Andreas Kuhlmann, der seit 2015 die „dena“ leitete, hatte im September erklärt, dass er den Vertrag nicht verlängern wird. Wie „table.berlin“ damals schrieb, hätte der Sozialdemokrat gerne als Geschäftsführer weiter gemacht. Das Wirtschaftsministerium unter Habeck wollte die Leitung aber mit jemandem neu besetzen, der die Ziele des Ministeriums stärker unterstützt. Bei seiner Verabschiedung fand Kuhlmann dann auch deutlich Worte. Er kritisierte den Zeitplan des sogenannten Gebäudeenergiegesetzes, wie es Habeck plant. „Es sind nicht immer die, die etwas Besonderes wollen, die am Ende die besten Lösungen haben“, so der scheidende dena-Geschäftsführer damals.
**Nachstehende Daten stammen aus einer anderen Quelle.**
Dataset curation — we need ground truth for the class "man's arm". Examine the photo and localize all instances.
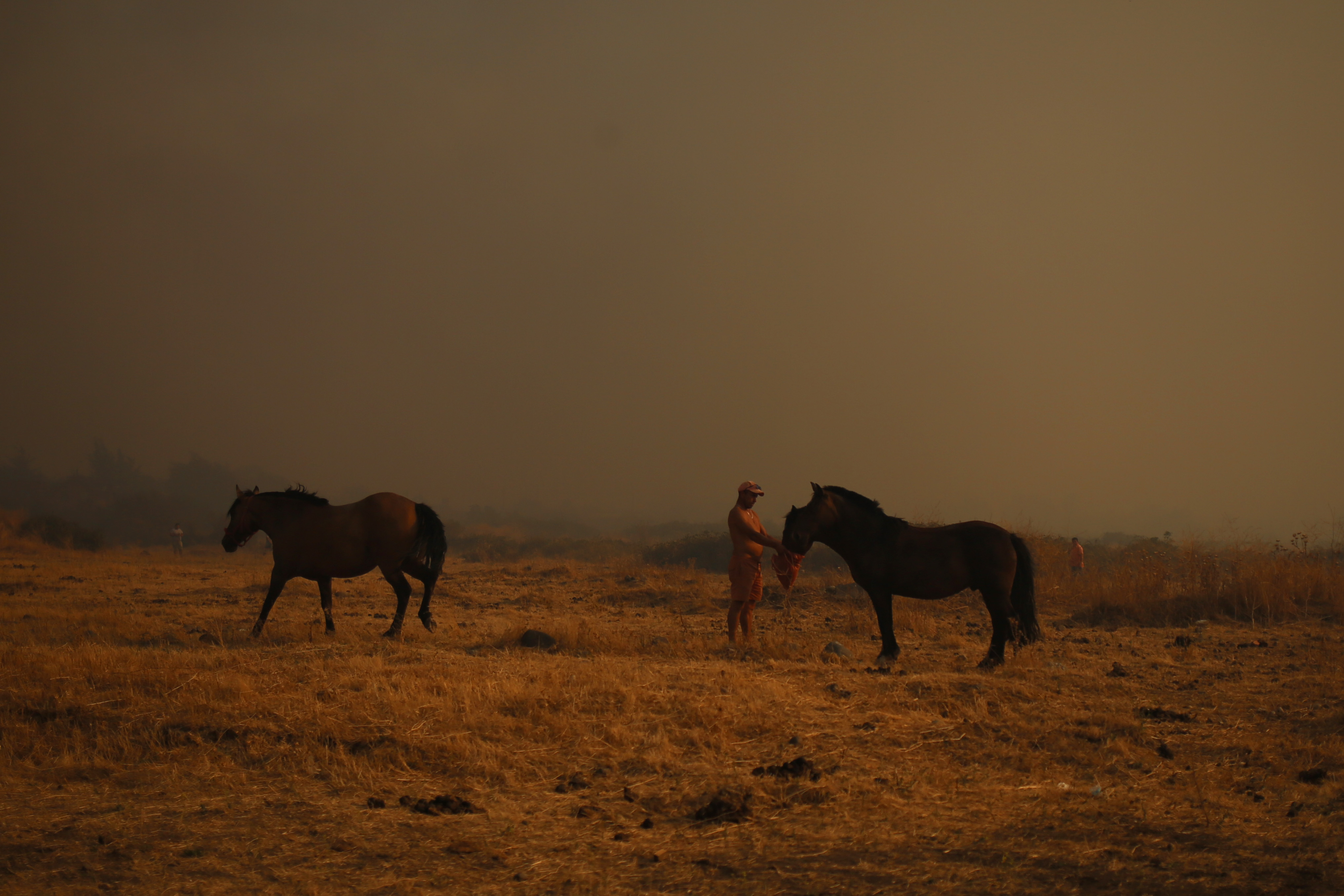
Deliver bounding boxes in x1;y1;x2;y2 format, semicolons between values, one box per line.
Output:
731;509;784;551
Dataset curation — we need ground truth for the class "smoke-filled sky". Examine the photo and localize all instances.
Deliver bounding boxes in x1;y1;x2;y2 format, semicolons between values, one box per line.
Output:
0;0;1344;536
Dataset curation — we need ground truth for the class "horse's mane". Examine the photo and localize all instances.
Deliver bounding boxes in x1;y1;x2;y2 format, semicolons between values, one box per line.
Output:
228;485;330;516
257;485;330;506
821;485;910;525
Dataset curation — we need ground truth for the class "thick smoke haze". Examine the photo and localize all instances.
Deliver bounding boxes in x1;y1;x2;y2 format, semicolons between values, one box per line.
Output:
0;1;1344;536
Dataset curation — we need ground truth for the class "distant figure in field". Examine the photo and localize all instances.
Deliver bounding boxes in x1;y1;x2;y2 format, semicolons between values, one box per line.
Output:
1068;537;1083;575
728;481;787;643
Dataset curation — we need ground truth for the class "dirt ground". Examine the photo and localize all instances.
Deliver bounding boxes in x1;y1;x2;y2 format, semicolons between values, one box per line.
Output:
0;549;1344;895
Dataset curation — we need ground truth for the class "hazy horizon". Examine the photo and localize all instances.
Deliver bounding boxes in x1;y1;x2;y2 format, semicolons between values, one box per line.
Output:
0;3;1344;537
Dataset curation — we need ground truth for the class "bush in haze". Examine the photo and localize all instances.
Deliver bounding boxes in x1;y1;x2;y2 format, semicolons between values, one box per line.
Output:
0;442;281;545
15;516;102;551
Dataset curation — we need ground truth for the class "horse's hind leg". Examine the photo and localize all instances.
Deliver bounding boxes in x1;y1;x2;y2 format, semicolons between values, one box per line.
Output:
980;588;1012;669
253;569;289;638
868;591;901;662
317;579;336;634
402;558;438;631
379;567;411;638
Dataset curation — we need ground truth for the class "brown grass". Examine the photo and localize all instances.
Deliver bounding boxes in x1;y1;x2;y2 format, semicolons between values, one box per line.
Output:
0;544;1344;893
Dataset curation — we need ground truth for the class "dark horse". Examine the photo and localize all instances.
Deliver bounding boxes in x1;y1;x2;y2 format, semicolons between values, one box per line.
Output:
784;482;1040;666
223;486;447;638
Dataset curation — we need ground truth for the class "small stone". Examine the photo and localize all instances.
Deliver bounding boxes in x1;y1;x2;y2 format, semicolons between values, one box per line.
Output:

Weiter kritisierte er die geplante engere Anbindung der Agentur an das Wirtschaftsministerium. „Ohne eigene Haltung wäre die dena nur ein Fähnchen im Wind“, konnte sich Kuhlmann damals die Spitze nicht verkneifen. Mit Graichens Trauzeugen Michael Schäfer glaubte man offenbar, aus Sicht des Ministeriums, eine willfähigere Person gefunden zu haben.

Czaja spricht von „grüner Familienclique“

Die CDU/CSU-Fraktion machte die „Graichen-Affäre“ dann auch zum Thema einer Aktuellen Stunde im Bundestag. Mario Czaja (CDU/CSU) bedauerte Habecks mangelnde Entschlossenheit und sprach von einer „grünen Familienclique“ im Wirtschaftsministerium. Sebastian Roloff (SPD) verteidigte Graichen und warf der Opposition Stimmungsmache vor.

Der AfD-Fraktionsvorsitzende Tino Chrupalla kritisierte Habeck wegen Vetternwirtschaft, während Andreas Audretsch (Grüne) der Opposition vorwarf, eine Kampagne gegen den Klimaschutz zu führen. Klaus Ernst von den Linken bemängelte fehlende Transparenz und forderte Konsequenzen für Graichen. Olaf in der Beek von der FDP betonte die Notwendigkeit lückenloser Aufklärung und schneller Rückkehr zur Diskussion konkreter Themen.

Habeck verliert die Nerven

Kurzzeitig verlor dann Wirtschaftsminister Habeck die Nerven: Er stand von der Regierungsbank auf und lief zum CDU-Bundestagsabgeordneten Tilman Kuban, nachdem dieser seine Rede beendet hatte. Wie die „Bild“ schreibt, hatte Kuban in seiner Rede mehrfach den Rücktritt von Patrick Graichen gefordert.

Kuban hatte dem Minister wegen der „Graichen-Affäre“ schwere Vorwürfe gemacht und seinem Ministerium organisierte Vetternwirtschaft vorgeworfen. Öffentlich forderte er nun in der Aussprache von Habeck Antworten auf Fragen wie: „Was machen die dienstrechtlichen Konsequenzen gegen Herrn Graichen? […] Wie viele Stellen wurden in den vergangenen Monaten mit Freunden und Bekannten von der Agora Energiewende, vom Öko-Institut oder anderen Organisationen besetzt?“ Anschließend rief er zur Entlassung von Graichen wegen der Trauzeugen-Affäre auf – und das „schneller, als die Deutschen ihre Heizungen austauschen“.

Opposition forderte Entlassung Graichens

Die Diskussion um Habecks Staatssekretär scheint noch lange nicht beendet zu sein. Gestern meldete sich auch CDU-Parteichef Friedrich Merz zu Wort und forderte den Rücktritt von Habecks Staatssekretär. „Herr Habeck muss sich von diesem Staatssekretär trennen. Eine andere Lösung gibt es nicht mehr“, so Merz gegenüber der „Welt“.

Patrick Graichen sei für die Vetternwirtschaft im Ministerium verantwortlich. Sollte Habeck nicht die Kraft haben, sich von seinem Staatssekretär zu trennen, dann müsse Olaf Scholz (SPD) für Ordnung sorgen und sich von Habeck trennen.